There are no ifs, ands, or buts about it, either.
If we want to have a truly healthy and balanced NBA, throwing another potential franchise superstar like Flagg into an already-stacked West is a dire scenario for the league. The sheer talent disparity between the two conferences — the West has had more All-NBA players every season for 26 straight years — is already way too glaring.
The East’s embarrassingly slow start to the 2024-2025 season only confirms as much. It’s still a small sample size (less than 10 games into the year at the time of this writing), but here are some eye-opening early numbers to keep in mind if you’re one of those people who’d like to see Flagg play somewhere West of the Rocky Mountains:
- Only two East teams, the Cleveland Cavaliers and Boston Celtics, currently have a winning record.
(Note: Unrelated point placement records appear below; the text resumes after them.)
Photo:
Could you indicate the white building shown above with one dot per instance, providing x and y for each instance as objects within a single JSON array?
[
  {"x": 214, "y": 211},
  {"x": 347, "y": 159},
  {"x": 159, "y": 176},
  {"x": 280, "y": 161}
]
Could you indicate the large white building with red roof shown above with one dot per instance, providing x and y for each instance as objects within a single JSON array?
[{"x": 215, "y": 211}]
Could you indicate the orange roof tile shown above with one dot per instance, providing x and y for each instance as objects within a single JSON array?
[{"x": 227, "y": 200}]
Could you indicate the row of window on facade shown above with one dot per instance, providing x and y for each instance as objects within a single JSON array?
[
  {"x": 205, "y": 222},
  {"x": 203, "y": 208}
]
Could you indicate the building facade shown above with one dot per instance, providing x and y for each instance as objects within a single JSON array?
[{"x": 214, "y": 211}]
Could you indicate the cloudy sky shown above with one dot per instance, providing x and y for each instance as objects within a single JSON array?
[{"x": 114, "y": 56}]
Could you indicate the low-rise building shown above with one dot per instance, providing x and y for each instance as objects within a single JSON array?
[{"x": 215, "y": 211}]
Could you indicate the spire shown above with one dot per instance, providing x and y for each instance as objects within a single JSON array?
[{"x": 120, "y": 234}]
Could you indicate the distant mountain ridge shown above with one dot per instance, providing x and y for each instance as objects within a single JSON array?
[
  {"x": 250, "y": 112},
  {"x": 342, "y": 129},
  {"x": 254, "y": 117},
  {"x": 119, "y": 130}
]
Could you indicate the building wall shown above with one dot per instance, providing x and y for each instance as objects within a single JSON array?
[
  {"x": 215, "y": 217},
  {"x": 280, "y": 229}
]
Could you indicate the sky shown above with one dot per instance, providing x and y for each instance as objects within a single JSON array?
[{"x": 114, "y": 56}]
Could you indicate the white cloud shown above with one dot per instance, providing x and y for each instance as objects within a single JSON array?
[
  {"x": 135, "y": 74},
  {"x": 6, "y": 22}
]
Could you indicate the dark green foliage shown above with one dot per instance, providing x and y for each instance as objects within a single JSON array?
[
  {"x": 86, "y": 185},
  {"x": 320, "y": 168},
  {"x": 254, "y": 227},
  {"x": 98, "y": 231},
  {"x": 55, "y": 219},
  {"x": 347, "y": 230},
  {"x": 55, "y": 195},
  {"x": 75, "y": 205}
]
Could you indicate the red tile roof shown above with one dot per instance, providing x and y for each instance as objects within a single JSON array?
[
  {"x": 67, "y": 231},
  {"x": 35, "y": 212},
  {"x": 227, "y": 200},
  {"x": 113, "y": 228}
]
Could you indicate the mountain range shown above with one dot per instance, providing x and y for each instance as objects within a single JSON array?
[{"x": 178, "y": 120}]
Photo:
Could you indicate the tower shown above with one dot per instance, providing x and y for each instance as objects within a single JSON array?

That’s right. Quite literally, everyone else outside of Cleveland and Boston in the East is straddling the line at .500 or lower. Yikes.
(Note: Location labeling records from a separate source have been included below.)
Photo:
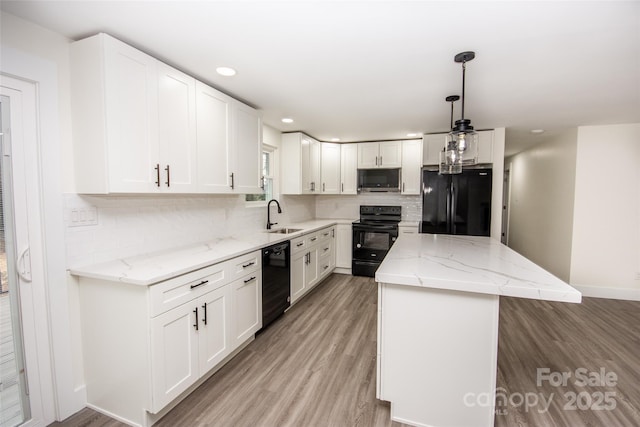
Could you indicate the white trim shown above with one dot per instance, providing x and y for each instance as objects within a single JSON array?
[
  {"x": 67, "y": 398},
  {"x": 607, "y": 292}
]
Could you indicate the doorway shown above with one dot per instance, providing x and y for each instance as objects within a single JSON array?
[{"x": 26, "y": 393}]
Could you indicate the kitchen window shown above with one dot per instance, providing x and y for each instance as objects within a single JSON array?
[{"x": 268, "y": 178}]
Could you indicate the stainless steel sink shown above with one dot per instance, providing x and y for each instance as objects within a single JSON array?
[{"x": 285, "y": 230}]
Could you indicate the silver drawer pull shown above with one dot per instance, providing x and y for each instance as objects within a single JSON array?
[{"x": 204, "y": 282}]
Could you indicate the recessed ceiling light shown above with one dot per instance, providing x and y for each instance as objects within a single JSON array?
[{"x": 226, "y": 71}]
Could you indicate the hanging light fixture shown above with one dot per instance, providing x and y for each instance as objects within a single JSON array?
[
  {"x": 450, "y": 161},
  {"x": 461, "y": 146}
]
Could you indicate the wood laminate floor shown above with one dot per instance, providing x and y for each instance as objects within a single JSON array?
[{"x": 316, "y": 366}]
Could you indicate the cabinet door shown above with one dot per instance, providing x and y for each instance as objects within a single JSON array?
[
  {"x": 174, "y": 353},
  {"x": 247, "y": 146},
  {"x": 305, "y": 162},
  {"x": 368, "y": 155},
  {"x": 349, "y": 168},
  {"x": 485, "y": 146},
  {"x": 177, "y": 130},
  {"x": 215, "y": 329},
  {"x": 247, "y": 306},
  {"x": 298, "y": 267},
  {"x": 213, "y": 139},
  {"x": 411, "y": 159},
  {"x": 432, "y": 145},
  {"x": 131, "y": 94},
  {"x": 344, "y": 250},
  {"x": 315, "y": 163},
  {"x": 330, "y": 165},
  {"x": 390, "y": 154}
]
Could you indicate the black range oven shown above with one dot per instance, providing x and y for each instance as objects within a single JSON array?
[{"x": 373, "y": 236}]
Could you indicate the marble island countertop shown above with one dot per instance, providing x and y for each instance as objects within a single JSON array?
[
  {"x": 470, "y": 264},
  {"x": 155, "y": 267}
]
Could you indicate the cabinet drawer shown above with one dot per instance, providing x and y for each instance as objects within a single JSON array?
[
  {"x": 326, "y": 234},
  {"x": 171, "y": 293},
  {"x": 313, "y": 238},
  {"x": 298, "y": 244},
  {"x": 245, "y": 264}
]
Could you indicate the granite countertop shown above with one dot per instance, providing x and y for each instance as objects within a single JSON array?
[
  {"x": 470, "y": 264},
  {"x": 155, "y": 267}
]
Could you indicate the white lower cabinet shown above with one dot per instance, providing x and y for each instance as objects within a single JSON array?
[
  {"x": 145, "y": 347},
  {"x": 247, "y": 308},
  {"x": 187, "y": 342},
  {"x": 312, "y": 259}
]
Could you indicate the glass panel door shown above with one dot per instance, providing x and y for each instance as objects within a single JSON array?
[{"x": 14, "y": 401}]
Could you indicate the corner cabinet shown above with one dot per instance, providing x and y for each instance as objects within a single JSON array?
[
  {"x": 147, "y": 347},
  {"x": 411, "y": 167},
  {"x": 349, "y": 169},
  {"x": 301, "y": 164},
  {"x": 330, "y": 168},
  {"x": 135, "y": 123}
]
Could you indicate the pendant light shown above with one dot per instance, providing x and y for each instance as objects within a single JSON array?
[
  {"x": 462, "y": 137},
  {"x": 450, "y": 162}
]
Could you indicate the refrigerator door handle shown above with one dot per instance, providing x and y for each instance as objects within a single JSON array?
[{"x": 452, "y": 218}]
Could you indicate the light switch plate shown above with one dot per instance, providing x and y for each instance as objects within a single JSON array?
[{"x": 78, "y": 217}]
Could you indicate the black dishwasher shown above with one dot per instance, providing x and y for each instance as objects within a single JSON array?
[{"x": 276, "y": 281}]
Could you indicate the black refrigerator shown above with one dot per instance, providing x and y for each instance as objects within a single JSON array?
[{"x": 456, "y": 204}]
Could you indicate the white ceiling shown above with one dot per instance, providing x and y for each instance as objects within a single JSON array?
[{"x": 372, "y": 70}]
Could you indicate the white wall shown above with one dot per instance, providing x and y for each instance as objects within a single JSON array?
[
  {"x": 541, "y": 205},
  {"x": 606, "y": 226}
]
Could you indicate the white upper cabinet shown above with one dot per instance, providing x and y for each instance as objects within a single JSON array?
[
  {"x": 387, "y": 154},
  {"x": 433, "y": 144},
  {"x": 330, "y": 162},
  {"x": 177, "y": 129},
  {"x": 411, "y": 166},
  {"x": 115, "y": 117},
  {"x": 485, "y": 146},
  {"x": 349, "y": 169},
  {"x": 247, "y": 149},
  {"x": 140, "y": 126},
  {"x": 214, "y": 139},
  {"x": 301, "y": 164}
]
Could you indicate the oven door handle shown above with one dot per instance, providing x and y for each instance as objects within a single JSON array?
[{"x": 374, "y": 227}]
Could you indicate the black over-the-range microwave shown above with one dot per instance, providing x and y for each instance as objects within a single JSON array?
[{"x": 378, "y": 180}]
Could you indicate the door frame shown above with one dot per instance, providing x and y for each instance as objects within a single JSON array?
[{"x": 62, "y": 345}]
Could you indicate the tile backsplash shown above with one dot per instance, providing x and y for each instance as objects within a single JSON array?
[
  {"x": 135, "y": 225},
  {"x": 349, "y": 206}
]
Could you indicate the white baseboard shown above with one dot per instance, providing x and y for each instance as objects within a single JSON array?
[{"x": 611, "y": 293}]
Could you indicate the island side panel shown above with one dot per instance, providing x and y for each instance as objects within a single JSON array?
[{"x": 438, "y": 355}]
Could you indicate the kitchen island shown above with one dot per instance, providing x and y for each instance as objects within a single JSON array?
[{"x": 438, "y": 310}]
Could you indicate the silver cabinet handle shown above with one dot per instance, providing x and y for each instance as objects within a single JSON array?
[{"x": 157, "y": 169}]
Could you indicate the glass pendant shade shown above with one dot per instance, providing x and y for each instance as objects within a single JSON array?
[{"x": 450, "y": 159}]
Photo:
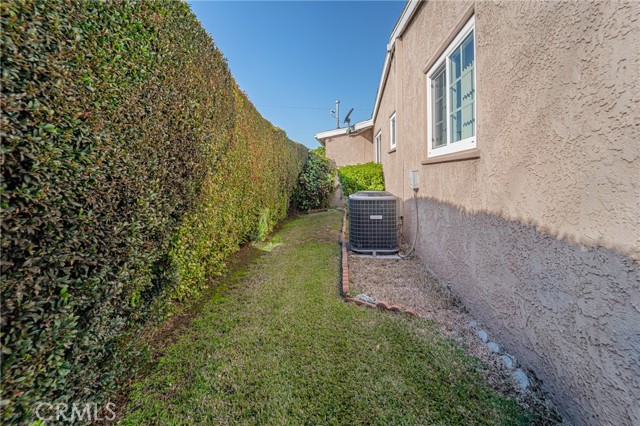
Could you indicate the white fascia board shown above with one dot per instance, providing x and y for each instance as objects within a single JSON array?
[
  {"x": 362, "y": 125},
  {"x": 406, "y": 15}
]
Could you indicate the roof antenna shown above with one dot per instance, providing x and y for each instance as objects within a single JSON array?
[
  {"x": 336, "y": 114},
  {"x": 347, "y": 120}
]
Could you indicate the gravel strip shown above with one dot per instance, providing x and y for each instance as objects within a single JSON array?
[{"x": 408, "y": 283}]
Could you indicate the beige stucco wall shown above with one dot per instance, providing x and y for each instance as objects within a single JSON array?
[
  {"x": 540, "y": 236},
  {"x": 355, "y": 148}
]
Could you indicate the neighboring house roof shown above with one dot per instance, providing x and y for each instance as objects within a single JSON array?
[
  {"x": 409, "y": 10},
  {"x": 358, "y": 127}
]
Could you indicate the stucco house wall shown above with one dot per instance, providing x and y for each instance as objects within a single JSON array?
[
  {"x": 539, "y": 231},
  {"x": 349, "y": 149}
]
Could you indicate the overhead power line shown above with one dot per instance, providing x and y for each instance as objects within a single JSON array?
[{"x": 296, "y": 107}]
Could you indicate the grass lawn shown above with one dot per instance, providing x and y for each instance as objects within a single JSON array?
[{"x": 275, "y": 344}]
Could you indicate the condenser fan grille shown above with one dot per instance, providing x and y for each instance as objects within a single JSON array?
[{"x": 373, "y": 222}]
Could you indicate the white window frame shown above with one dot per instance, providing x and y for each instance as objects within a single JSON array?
[
  {"x": 464, "y": 144},
  {"x": 393, "y": 129}
]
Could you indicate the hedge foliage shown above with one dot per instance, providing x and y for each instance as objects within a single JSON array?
[
  {"x": 132, "y": 167},
  {"x": 361, "y": 177},
  {"x": 316, "y": 182}
]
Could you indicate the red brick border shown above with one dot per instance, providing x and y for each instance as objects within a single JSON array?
[{"x": 345, "y": 279}]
- Eight of the NBA’s 10 best records so far belong to Western Conference teams. Eight. EIGHT.
- The West, itself, is winning over 70 percent of its games head-to-head with the East so far. That’s roughly a 57-win pace over an 82-game season, by the way. A real ho-hum kind of dominance.
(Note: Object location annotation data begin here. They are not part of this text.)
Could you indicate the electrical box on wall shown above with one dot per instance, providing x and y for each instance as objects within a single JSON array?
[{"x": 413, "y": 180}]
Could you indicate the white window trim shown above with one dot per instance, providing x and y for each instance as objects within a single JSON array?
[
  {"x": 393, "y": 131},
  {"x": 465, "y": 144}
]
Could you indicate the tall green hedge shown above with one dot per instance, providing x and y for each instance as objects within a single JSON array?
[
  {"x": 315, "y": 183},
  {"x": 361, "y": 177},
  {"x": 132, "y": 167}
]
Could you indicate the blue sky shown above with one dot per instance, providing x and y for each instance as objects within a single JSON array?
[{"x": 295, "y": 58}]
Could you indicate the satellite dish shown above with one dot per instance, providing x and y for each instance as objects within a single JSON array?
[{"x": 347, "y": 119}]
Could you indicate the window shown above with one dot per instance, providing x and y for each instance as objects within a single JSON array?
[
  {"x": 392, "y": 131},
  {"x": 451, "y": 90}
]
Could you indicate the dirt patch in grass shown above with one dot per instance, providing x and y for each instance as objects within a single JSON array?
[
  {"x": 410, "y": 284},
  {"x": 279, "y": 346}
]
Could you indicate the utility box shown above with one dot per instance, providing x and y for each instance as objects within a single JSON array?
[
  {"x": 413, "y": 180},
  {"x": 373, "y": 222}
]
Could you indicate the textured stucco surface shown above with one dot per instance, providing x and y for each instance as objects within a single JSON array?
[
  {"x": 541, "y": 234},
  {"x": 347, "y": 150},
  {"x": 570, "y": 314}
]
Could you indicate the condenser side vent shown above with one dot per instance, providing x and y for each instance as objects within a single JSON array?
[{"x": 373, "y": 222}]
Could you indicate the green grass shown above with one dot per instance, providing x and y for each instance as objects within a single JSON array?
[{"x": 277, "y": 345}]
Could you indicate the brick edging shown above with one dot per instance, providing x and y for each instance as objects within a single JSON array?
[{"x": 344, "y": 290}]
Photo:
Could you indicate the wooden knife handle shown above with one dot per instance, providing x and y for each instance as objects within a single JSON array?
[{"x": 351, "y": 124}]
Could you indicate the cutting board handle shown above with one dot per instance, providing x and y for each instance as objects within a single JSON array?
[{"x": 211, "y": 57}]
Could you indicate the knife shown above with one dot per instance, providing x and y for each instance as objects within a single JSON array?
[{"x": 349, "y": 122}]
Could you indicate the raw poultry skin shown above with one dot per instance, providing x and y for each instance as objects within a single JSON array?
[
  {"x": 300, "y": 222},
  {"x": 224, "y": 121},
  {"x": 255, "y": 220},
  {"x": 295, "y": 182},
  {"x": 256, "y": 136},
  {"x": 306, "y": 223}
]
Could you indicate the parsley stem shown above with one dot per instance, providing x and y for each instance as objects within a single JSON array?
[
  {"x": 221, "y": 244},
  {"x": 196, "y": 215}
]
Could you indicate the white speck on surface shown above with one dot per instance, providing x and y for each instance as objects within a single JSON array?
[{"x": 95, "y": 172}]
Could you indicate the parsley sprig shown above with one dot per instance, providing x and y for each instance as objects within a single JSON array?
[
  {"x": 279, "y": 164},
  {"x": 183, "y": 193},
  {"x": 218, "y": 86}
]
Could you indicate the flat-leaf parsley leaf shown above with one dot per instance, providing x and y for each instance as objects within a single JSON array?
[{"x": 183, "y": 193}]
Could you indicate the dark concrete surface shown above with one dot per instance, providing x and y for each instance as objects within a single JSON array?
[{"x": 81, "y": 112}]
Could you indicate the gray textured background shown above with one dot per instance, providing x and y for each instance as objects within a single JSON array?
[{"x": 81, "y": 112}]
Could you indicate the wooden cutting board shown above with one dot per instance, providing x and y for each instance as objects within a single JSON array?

- The East, itself, is also being heavily dragged down by the struggling Philadelphia 76ers and Milwaukee Bucks, who were supposed to be bellwethers as conference heavyweights. From injuries and age to good old-fashioned bad luck, these two teams are instead mired at the bottom of the standings. Tough scene.
I know it’s tempting to say we’ll appreciate someone with Flagg’s unique all-around abilities wherever he plays. Which, sure. That’s part of the deal we make as sports fans. Sometimes, it’s just about sitting back and appreciating the show talented athletes can put on.
You take what you can get. I understand.
Still, this massive disparity between the NBA’s East and West simply cannot continue. Flagg and the San Antonio Spurs’ Victor Wembanyama are/were considered two of the best draft prospects in the league in years. For both of them to play on Western teams in a conference where, for example, a 50-win team was the fifth seed last season (a 50-win team was the No. 2 seed in the East) would be an unmitigated disaster for competitive balance.
Western teams already tear each other apart all year. Meanwhile, the 2-3 squads fighting at the top of the East get to be on cruise control as they please. A possible superstar like Flagg going West would just make it even worse. It’s not tenable or sustainable for players or fans of Western teams. (The conference really needs more “nights off,” if you know what I mean!)
The East needs an injection of potential all-time youth and talent. Badly.
So, this is my message to fans of fledgling squads like the Washington Wizards and Toronto Raptors. I’m really rooting for you.
Go capture that Flagg.
The NBA’s interconference competitive balance might depend on it.